In recognition of International Day of No Prostitution on 5 October 2015, the Nordic Model Australia Coalition (NorMAC) has written to Attorney Generals and Justice Ministers from each of Australia’s states and territories calling on them to expunge criminal records for people in prostitution, in particular historical charges that relate to solicitation and street prostitution.
In some American states – for example New York – the criminal records of people trafficked into prostitution have been expunged. NorMAC wants to see something similar here in Australia, along with recognition that interpretation of the term ‘trafficked’ needs to be broadened insofar as it refers to prostitution.
NorMAC recognises that coercion into prostitution takes many forms, many of which do not satisfy the definition of overt force. A number of factors can contribute to a person selling sex, including socio-economic pressures.
Evidence consistently shows that many persons in prostitution have been exposed to sexual assault and exploitation prior to entering the sex trade.
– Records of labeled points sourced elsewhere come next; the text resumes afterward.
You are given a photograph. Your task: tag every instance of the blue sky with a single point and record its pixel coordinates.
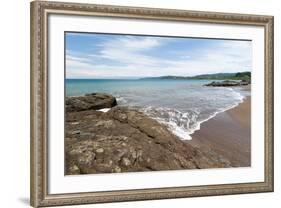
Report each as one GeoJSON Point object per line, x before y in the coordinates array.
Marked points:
{"type": "Point", "coordinates": [118, 56]}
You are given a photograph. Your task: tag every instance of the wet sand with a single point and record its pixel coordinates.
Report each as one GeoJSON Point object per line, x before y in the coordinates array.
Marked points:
{"type": "Point", "coordinates": [227, 134]}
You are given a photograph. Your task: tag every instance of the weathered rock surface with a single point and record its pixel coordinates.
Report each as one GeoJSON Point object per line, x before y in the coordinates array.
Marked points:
{"type": "Point", "coordinates": [125, 140]}
{"type": "Point", "coordinates": [93, 101]}
{"type": "Point", "coordinates": [227, 83]}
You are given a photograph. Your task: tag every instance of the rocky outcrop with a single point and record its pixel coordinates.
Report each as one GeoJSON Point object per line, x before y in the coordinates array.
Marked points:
{"type": "Point", "coordinates": [93, 101]}
{"type": "Point", "coordinates": [227, 83]}
{"type": "Point", "coordinates": [126, 140]}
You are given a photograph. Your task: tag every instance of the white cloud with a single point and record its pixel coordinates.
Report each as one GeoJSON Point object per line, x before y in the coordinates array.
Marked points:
{"type": "Point", "coordinates": [128, 56]}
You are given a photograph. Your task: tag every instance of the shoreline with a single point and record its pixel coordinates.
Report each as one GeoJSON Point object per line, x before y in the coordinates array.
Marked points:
{"type": "Point", "coordinates": [228, 134]}
{"type": "Point", "coordinates": [102, 137]}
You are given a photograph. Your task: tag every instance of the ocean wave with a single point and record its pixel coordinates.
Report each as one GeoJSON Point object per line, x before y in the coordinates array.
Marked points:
{"type": "Point", "coordinates": [183, 124]}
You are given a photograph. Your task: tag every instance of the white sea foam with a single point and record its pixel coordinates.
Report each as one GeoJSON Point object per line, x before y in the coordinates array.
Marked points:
{"type": "Point", "coordinates": [183, 124]}
{"type": "Point", "coordinates": [104, 110]}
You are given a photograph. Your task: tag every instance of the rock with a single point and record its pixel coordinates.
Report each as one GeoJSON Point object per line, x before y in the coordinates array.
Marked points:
{"type": "Point", "coordinates": [93, 101]}
{"type": "Point", "coordinates": [227, 83]}
{"type": "Point", "coordinates": [100, 150]}
{"type": "Point", "coordinates": [126, 140]}
{"type": "Point", "coordinates": [126, 161]}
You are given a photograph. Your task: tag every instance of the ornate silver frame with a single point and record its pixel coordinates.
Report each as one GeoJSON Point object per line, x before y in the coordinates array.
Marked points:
{"type": "Point", "coordinates": [39, 103]}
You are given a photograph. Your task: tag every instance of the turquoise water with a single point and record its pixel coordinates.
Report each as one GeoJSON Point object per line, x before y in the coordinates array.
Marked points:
{"type": "Point", "coordinates": [182, 105]}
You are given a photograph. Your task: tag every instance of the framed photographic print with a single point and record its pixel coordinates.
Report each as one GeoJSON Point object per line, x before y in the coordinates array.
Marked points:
{"type": "Point", "coordinates": [140, 103]}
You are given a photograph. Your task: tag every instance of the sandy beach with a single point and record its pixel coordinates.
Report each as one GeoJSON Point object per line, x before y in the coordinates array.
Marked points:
{"type": "Point", "coordinates": [228, 134]}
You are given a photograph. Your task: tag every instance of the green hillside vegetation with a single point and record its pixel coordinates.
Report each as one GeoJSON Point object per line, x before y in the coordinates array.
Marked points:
{"type": "Point", "coordinates": [245, 76]}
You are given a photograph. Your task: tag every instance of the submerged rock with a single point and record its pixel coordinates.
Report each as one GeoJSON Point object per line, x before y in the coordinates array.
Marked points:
{"type": "Point", "coordinates": [126, 140]}
{"type": "Point", "coordinates": [93, 101]}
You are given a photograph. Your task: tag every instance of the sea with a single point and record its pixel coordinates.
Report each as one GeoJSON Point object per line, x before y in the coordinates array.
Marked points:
{"type": "Point", "coordinates": [181, 105]}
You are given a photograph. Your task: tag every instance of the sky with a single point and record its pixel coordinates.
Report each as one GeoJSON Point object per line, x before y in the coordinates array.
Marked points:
{"type": "Point", "coordinates": [93, 55]}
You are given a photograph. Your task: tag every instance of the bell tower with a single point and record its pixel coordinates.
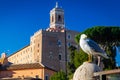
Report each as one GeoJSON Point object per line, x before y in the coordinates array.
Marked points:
{"type": "Point", "coordinates": [57, 18]}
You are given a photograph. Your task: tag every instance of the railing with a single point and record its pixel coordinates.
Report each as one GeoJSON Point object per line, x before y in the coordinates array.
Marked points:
{"type": "Point", "coordinates": [108, 75]}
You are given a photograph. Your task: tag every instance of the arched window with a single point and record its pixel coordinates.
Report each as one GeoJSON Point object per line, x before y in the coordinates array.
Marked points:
{"type": "Point", "coordinates": [52, 18]}
{"type": "Point", "coordinates": [60, 56]}
{"type": "Point", "coordinates": [59, 18]}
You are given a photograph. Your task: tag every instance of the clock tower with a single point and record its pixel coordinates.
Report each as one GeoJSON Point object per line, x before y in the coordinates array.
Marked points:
{"type": "Point", "coordinates": [57, 18]}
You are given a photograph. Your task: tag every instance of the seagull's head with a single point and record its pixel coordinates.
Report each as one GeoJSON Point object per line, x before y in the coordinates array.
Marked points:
{"type": "Point", "coordinates": [83, 36]}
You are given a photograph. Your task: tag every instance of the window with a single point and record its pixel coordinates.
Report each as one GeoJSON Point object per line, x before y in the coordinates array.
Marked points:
{"type": "Point", "coordinates": [59, 18]}
{"type": "Point", "coordinates": [59, 43]}
{"type": "Point", "coordinates": [68, 44]}
{"type": "Point", "coordinates": [50, 55]}
{"type": "Point", "coordinates": [68, 36]}
{"type": "Point", "coordinates": [46, 77]}
{"type": "Point", "coordinates": [60, 56]}
{"type": "Point", "coordinates": [52, 18]}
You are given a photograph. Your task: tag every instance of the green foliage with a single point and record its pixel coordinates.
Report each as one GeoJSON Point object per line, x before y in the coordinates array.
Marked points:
{"type": "Point", "coordinates": [59, 76]}
{"type": "Point", "coordinates": [107, 37]}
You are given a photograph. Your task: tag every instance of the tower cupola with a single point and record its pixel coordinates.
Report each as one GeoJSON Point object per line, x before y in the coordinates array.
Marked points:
{"type": "Point", "coordinates": [57, 17]}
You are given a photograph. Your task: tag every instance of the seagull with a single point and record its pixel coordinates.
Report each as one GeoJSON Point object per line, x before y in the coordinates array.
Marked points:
{"type": "Point", "coordinates": [91, 48]}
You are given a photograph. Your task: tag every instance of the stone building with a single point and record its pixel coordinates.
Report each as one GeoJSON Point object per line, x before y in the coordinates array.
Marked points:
{"type": "Point", "coordinates": [48, 48]}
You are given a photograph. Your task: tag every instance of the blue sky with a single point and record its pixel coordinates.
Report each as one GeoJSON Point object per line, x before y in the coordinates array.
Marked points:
{"type": "Point", "coordinates": [19, 19]}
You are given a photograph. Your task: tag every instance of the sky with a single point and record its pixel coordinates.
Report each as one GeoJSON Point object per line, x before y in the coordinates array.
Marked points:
{"type": "Point", "coordinates": [20, 19]}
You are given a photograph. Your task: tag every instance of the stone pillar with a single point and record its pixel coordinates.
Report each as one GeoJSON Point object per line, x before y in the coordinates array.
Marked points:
{"type": "Point", "coordinates": [85, 71]}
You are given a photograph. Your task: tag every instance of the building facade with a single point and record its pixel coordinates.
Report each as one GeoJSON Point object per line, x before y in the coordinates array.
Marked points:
{"type": "Point", "coordinates": [48, 47]}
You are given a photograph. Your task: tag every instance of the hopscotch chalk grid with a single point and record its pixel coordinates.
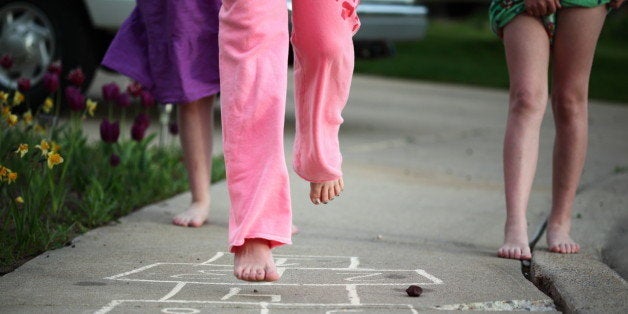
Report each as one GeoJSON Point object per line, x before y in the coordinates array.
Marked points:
{"type": "Point", "coordinates": [333, 280]}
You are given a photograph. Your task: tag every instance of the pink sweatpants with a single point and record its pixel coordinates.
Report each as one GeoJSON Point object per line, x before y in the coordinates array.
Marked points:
{"type": "Point", "coordinates": [253, 45]}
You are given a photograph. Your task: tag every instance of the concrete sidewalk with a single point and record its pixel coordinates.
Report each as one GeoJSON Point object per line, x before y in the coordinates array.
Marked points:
{"type": "Point", "coordinates": [423, 205]}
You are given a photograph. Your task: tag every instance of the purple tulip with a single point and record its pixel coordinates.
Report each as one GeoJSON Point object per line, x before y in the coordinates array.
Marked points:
{"type": "Point", "coordinates": [110, 92]}
{"type": "Point", "coordinates": [147, 99]}
{"type": "Point", "coordinates": [51, 82]}
{"type": "Point", "coordinates": [143, 120]}
{"type": "Point", "coordinates": [23, 85]}
{"type": "Point", "coordinates": [114, 160]}
{"type": "Point", "coordinates": [173, 128]}
{"type": "Point", "coordinates": [109, 132]}
{"type": "Point", "coordinates": [6, 61]}
{"type": "Point", "coordinates": [134, 89]}
{"type": "Point", "coordinates": [55, 68]}
{"type": "Point", "coordinates": [75, 99]}
{"type": "Point", "coordinates": [76, 77]}
{"type": "Point", "coordinates": [123, 100]}
{"type": "Point", "coordinates": [137, 132]}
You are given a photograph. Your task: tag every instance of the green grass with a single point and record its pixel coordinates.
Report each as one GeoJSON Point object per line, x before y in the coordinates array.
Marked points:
{"type": "Point", "coordinates": [467, 52]}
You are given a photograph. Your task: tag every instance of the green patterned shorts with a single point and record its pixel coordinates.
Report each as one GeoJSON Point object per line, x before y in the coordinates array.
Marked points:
{"type": "Point", "coordinates": [501, 12]}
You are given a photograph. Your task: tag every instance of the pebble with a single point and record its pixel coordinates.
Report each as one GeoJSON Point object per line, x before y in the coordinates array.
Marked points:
{"type": "Point", "coordinates": [414, 291]}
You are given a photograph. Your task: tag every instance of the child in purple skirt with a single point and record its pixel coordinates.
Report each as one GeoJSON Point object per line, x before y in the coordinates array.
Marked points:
{"type": "Point", "coordinates": [171, 48]}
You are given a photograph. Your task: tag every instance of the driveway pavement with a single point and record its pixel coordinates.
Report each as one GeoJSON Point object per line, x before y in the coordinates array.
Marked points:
{"type": "Point", "coordinates": [423, 206]}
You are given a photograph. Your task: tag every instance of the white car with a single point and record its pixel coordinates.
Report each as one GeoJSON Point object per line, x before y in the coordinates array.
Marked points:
{"type": "Point", "coordinates": [37, 32]}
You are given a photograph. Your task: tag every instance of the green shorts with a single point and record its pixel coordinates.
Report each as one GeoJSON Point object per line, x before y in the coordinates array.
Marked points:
{"type": "Point", "coordinates": [501, 12]}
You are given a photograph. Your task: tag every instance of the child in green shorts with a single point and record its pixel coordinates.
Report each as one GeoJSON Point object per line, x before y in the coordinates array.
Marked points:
{"type": "Point", "coordinates": [536, 33]}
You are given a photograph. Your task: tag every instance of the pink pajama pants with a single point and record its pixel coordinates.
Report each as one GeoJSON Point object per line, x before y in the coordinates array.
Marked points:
{"type": "Point", "coordinates": [253, 45]}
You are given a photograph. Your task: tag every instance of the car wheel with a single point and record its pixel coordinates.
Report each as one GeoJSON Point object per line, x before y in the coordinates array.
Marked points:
{"type": "Point", "coordinates": [37, 33]}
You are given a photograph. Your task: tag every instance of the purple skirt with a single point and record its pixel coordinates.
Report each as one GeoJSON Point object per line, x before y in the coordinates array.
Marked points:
{"type": "Point", "coordinates": [171, 48]}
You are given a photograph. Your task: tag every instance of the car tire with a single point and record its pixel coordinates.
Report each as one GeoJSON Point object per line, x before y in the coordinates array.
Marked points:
{"type": "Point", "coordinates": [60, 30]}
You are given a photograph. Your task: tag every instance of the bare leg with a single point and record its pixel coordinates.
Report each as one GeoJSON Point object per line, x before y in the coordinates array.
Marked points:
{"type": "Point", "coordinates": [253, 261]}
{"type": "Point", "coordinates": [577, 33]}
{"type": "Point", "coordinates": [196, 124]}
{"type": "Point", "coordinates": [527, 55]}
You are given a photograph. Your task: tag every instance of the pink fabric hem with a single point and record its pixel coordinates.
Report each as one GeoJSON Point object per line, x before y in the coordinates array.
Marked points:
{"type": "Point", "coordinates": [275, 241]}
{"type": "Point", "coordinates": [315, 181]}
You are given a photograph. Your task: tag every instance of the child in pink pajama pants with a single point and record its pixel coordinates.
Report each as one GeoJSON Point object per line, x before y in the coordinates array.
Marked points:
{"type": "Point", "coordinates": [253, 54]}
Indigenous women and migrant women are also at greater risk of entering prostitution as a means of survival.
‘It is well documented that the majority of people in prostitution are there due to limited choices and financial disadvantage. Charges and criminal convictions against these people perpetuate discrimination and stigmatisation, ultimately entrenching them in the sex trade’, said NorMAC director and prostitution survivor, Simone Watson.
‘Most women in prostitution want out and expunging their criminal records is one way governments can give them real options, particularly in a society where police and safety checks are increasingly required for employment’, she said.